Largest Fixed Cost Is Rent
John Wishart, the CEO of the Chamber of Commerce of Greater Moncton, said government programs that have been rolled out to help businesses pay wages, access no-interest or low-interest loans, and provide some basic income to people, have been good. But fixed costs, including rent, is a big issue that needs to be addressed.
“The biggest fixed-cost is usually their rent if they don’t own the building. And if they own the building, it’s probably their mortgage. So we’re hearing more and more now from our members that that’s the thing that could tip them off the edge in terms of staying in business or not being able to recover,” he said.
The chambers of commerce in Moncton, Fredericton and Saint John had sent a joint letter about 10 days ago to the provincial government asking for a rent deferral program similar to those in Nova Scotia and P.E.I. But since businesses have told them deferrals are not enough, the chambers have sent another letter this week urging the government to launch a rent subsidy program.
Wishart said businesses are faced with the choice of having to take out a large loan or close.
“It’s that kind of situation that we’re hoping the government can address,” he told Huddle on Tuesday. “Today’s letter was about an actual rent subsidy program not to cover all of the rent cost, but even a percentage, to give most of the businesses a break.”

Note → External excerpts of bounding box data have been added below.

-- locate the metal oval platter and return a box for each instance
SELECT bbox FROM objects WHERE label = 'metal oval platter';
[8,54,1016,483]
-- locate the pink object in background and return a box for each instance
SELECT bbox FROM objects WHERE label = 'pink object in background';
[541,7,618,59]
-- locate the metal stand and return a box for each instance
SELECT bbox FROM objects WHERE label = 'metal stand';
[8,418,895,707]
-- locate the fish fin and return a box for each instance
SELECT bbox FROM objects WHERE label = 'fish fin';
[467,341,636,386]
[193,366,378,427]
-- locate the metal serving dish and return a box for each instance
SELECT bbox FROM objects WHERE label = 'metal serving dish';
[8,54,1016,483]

On a webinar offered by the Moncton chamber Tuesday morning, Federal Minister of Economic Development and Official Languages Melanie Joly suggested businesses push for rent relief programs at the provincial level. Only hours later, the Prime Minister hinted at a federal plan coming “very soon.”

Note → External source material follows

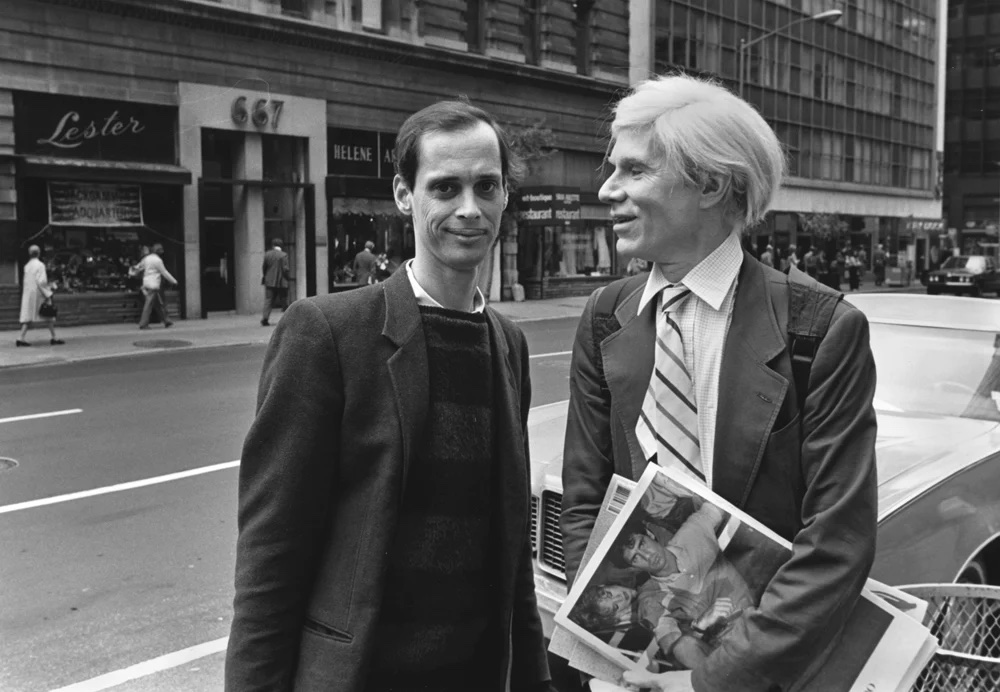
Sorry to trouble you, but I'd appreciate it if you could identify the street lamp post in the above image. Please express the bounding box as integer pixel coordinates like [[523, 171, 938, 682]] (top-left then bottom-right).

That announcement came Thursday.
Both Wishart and Guitard said the federal government definitely has a role to play.
“I think it needs to be a joint initiative,” Wishart said. “To really make it effective, maybe both federal and provincial governments can share some of the burden so all the financial pressure isn’t on one level.”

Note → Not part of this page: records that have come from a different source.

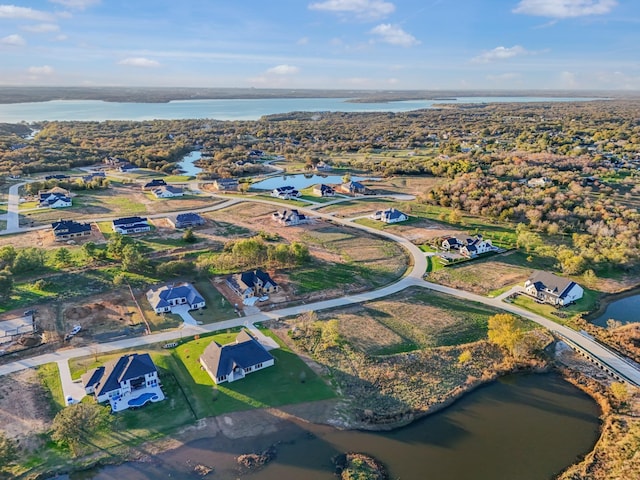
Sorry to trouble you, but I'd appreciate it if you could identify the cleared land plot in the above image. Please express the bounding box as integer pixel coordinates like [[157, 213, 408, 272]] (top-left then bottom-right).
[[20, 186, 220, 226], [322, 289, 499, 355], [289, 224, 408, 295], [429, 256, 533, 295]]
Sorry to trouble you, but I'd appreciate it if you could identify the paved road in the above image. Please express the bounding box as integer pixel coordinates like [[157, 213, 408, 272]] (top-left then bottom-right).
[[0, 187, 640, 385]]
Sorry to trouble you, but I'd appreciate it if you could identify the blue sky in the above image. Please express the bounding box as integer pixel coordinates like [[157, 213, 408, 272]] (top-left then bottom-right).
[[0, 0, 640, 90]]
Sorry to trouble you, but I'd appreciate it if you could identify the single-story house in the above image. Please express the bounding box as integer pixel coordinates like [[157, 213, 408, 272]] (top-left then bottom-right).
[[340, 181, 367, 195], [44, 173, 71, 180], [524, 271, 584, 306], [313, 184, 336, 197], [371, 208, 409, 223], [51, 220, 91, 242], [200, 330, 274, 384], [272, 209, 309, 227], [167, 212, 205, 228], [82, 353, 164, 412], [147, 283, 205, 313], [151, 185, 184, 198], [460, 235, 495, 258], [111, 217, 151, 235], [227, 269, 280, 299], [142, 178, 167, 190], [213, 178, 239, 192]]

Guitard is hoping relief comes soon for her company and other small and medium-sized businesses, as well as landlords. She suggests a program that looks at the size of a company, rent-to-sales values, the size of the market, and the length of time a company has been in business, among other criteria.
“We need significant rent support….rents are not cheap these days. You’ve got taxes. You’ve got all of these costs related to operating properties that landlords have to offset. So whatever they incur, we incur,” she said.
“This is critical for all of our small businesses … We’re all in this together. We need all of our small businesses operating. None of us wanted this but we’ve got to find a solution.”
Economy Won’t Re-open For Many Weeks
In the meantime, the Prime Minister says although conversations are ongoing with provinces about how the economy may be re-opened and different parts of the country experience varied numbers of cases, talks about “actually doing anything to re-open the economy” are still many weeks away.
“We will, hopefully, in the coming time, be able to loosen certain restrictions,” he said, adding that it has “to be done at the right moment and very, very carefully.”
Talks about “getting back to normal” won’t happen until there is a vaccine and massive amounts of testing, he said Thursday.
“It will be absolutely disastrous for us to open up to early or too quickly and have another wave hit us that could be just as bad as this one, and find ourselves in a situation of having to go back to quarantine the way we are right now, and have everything that we’ve done these past weeks be for nothing,” he said.
“I don’t think that we can talk about re-opening things until we are confident that we have exactly the plan in responding to future resurgences in place, and that’s what a lot of the conversations are going on right now.”